Most of the documents had been in Italian, affixed with serious and official seals and covered with intimidatingly dense prose. She had not understood a single thing that had been put in front of her, but she had been so desperately in love with her brand-new husband that she had signed everything anyway.

That great cavern of sorrow she carried within her yawned open, but she ignored it. She could not collapse in that way. Not now.

“Then you perhaps have forgotten what, exactly, it is that you signed,” Leo continued, his cool, faintly mocking voice kindling fear and fury in equal measure and sending both shooting along Bethany’s limbs like a hot wind.

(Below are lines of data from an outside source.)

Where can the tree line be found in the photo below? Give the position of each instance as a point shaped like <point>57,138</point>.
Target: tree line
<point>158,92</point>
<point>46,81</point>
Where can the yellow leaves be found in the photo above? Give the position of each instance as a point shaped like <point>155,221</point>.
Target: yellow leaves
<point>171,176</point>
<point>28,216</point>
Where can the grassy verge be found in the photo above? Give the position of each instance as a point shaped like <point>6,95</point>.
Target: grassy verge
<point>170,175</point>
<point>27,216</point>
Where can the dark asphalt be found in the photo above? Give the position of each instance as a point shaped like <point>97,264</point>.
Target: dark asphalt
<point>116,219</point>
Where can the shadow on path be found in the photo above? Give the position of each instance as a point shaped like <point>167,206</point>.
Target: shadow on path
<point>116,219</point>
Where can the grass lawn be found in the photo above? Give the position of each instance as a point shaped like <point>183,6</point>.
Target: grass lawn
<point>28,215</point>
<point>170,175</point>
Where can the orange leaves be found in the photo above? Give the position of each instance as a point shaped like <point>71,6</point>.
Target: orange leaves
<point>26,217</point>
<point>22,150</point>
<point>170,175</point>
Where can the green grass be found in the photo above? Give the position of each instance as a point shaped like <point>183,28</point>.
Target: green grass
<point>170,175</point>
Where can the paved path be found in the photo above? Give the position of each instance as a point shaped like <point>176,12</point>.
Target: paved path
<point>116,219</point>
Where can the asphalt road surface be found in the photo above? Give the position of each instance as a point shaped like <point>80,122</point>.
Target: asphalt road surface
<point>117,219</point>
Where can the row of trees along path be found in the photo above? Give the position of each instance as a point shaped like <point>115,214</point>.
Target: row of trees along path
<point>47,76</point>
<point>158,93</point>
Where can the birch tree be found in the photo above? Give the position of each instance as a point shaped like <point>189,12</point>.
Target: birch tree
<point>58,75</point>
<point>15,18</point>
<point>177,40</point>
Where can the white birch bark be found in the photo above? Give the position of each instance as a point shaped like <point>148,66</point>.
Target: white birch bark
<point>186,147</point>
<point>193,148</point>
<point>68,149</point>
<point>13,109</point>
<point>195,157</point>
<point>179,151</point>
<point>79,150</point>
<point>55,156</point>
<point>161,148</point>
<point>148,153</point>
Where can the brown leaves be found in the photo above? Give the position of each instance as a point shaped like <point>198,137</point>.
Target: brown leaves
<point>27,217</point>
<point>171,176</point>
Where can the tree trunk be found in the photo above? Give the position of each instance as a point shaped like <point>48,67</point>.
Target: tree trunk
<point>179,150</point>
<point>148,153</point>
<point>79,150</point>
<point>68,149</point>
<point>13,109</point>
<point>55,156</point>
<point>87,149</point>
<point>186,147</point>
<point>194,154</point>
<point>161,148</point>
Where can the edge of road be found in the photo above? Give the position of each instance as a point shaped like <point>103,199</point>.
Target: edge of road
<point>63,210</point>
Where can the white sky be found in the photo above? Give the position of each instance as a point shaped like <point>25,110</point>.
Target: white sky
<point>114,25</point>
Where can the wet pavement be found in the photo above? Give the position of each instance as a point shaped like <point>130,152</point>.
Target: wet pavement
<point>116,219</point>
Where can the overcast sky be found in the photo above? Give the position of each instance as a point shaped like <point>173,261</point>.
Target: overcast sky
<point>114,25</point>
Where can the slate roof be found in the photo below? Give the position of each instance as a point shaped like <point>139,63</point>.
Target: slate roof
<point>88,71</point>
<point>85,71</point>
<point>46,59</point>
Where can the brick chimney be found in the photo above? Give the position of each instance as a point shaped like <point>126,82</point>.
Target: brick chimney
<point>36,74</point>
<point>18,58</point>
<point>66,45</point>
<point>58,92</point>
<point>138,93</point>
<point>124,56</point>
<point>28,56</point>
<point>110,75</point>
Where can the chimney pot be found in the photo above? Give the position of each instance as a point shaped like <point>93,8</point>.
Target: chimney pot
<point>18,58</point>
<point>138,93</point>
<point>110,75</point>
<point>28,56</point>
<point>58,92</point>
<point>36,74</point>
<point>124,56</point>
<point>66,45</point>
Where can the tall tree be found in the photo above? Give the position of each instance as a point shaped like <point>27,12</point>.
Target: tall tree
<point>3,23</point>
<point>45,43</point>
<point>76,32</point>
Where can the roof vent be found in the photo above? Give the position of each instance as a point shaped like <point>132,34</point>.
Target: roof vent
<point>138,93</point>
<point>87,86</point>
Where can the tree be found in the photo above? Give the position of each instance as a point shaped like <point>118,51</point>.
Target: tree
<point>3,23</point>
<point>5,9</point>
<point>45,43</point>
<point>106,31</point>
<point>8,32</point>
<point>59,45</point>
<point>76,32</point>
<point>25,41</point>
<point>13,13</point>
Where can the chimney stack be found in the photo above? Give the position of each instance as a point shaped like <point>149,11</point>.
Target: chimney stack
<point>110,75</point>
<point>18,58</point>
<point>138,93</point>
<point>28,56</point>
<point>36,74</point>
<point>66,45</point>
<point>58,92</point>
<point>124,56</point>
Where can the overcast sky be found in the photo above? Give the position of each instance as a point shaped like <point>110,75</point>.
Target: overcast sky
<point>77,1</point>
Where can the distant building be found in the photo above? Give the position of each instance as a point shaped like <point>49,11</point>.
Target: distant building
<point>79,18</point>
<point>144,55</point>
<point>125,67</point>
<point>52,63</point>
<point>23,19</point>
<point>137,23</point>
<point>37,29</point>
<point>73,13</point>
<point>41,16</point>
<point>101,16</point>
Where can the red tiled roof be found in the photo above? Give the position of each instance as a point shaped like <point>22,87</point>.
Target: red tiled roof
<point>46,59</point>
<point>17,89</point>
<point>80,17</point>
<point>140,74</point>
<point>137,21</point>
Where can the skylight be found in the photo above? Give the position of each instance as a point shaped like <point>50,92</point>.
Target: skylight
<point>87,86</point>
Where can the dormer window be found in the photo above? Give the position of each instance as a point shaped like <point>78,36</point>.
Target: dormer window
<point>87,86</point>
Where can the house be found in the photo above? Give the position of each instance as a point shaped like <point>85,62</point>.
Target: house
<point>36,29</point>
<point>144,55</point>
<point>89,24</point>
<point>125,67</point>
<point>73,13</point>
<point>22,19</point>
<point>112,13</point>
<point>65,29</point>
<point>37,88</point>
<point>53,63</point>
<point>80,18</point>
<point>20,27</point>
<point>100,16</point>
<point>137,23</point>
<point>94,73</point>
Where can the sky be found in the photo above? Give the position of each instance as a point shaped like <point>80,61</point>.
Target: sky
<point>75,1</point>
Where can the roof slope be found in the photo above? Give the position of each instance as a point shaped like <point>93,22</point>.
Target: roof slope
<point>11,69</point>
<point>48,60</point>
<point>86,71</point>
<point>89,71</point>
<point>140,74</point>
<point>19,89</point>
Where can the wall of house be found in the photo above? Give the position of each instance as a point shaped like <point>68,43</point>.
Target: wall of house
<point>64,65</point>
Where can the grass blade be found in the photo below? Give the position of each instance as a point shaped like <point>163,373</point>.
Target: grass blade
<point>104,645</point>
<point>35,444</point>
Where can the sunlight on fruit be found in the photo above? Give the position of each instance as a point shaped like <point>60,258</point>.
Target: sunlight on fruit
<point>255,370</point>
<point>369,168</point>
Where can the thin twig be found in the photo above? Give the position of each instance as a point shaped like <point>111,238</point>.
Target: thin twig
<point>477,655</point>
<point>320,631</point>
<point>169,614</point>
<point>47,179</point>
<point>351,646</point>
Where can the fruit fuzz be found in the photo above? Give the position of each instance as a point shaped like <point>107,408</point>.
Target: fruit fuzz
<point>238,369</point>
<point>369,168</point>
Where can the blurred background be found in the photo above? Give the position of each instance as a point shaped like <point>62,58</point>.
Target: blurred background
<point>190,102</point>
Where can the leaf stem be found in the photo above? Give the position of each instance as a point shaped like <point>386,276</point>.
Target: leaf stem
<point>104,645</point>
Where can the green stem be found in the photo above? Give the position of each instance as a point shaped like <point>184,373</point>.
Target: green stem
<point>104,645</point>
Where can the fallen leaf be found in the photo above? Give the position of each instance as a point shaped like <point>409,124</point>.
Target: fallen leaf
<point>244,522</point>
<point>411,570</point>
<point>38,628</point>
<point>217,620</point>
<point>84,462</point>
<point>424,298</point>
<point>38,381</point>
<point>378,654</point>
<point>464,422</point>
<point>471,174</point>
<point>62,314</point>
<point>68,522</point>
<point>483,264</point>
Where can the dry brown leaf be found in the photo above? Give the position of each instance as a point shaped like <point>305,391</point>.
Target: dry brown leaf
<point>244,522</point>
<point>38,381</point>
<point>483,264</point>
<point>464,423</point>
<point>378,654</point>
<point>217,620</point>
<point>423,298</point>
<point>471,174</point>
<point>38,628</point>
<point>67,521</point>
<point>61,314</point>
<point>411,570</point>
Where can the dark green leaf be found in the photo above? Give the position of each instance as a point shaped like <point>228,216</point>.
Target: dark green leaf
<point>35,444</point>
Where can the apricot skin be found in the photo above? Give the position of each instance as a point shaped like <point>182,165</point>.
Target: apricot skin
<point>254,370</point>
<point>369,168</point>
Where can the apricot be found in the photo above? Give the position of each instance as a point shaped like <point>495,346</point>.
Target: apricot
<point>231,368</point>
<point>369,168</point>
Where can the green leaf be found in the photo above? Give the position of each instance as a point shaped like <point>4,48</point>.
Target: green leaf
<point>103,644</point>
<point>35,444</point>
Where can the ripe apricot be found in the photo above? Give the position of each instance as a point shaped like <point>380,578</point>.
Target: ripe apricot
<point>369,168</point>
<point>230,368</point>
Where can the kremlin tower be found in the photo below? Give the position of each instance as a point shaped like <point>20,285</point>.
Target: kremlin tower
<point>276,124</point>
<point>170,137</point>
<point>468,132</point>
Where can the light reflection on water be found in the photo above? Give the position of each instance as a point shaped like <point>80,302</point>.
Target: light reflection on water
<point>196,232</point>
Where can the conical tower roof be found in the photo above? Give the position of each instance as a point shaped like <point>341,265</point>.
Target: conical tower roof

“I have no idea what I signed,” she was forced to admit. It pained her that she could ever have been so blindly trusting, even five years ago at the start of her marriage when she had thought Leo Di Marco was the whole of the cosmos.

He inclined his head toward her, as if that statement said all that need be said.

“I signed it because you told me to sign it,” Bethany said quietly. “I assumed you were concerned with my best interests as well as your own.” She eyed him and gathered her courage around her like a shield. “Not a mistake I intend to repeat.”

“Of course not,” Leo said in that smooth, sardonic tone, crossing his arms over his hard chest.

He looked around the room, pointedly taking in the elegance of the furnishings, the pale blue walls beneath delicate moldings and the thick, rich carpeting beneath their feet.

“Because,” he continued in that same tone, “as we have established, you have lived as if in a nightmare ever since the day you agreed to marry me.”

“Are you going to tell me what rights I signed away, or would you prefer to stand there making sarcastic remarks?” Bethany snapped at him, exasperated at her own distressing softening as well as his patronizing tone. She hated the way he looked at her then, his arrogant gaze growing somehow more intimidating, burning into her.

“My apologies,” he said, his tone scathing. “I was unaware that my preferences were of any interest to you.”

He almost smiled then, a hard, edgy crook of his sensual mouth. Bethany wanted to look away but found she couldn’t—she was as trapped, as if he held her in his hands, which she knew would be the end of her.

“But that is neither here nor there, is it?” he asked in that deadly, soft tone that sent shivers down Bethany’s spine and twisted through her stomach. “The salient point is that you agreed that any divorce proceedings, should they ever become necessary, would be held in an Italian court under Italian law.”

“And, naturally, I have only your word for that,” Bethany pointed out, horrified that her voice sounded so insubstantial. She cleared her throat and jerked her gaze from his as if she might turn to stone were she to lose herself any further in that bittersweet darkness. “I could have agreed to anything and I would have no way of knowing, would I?”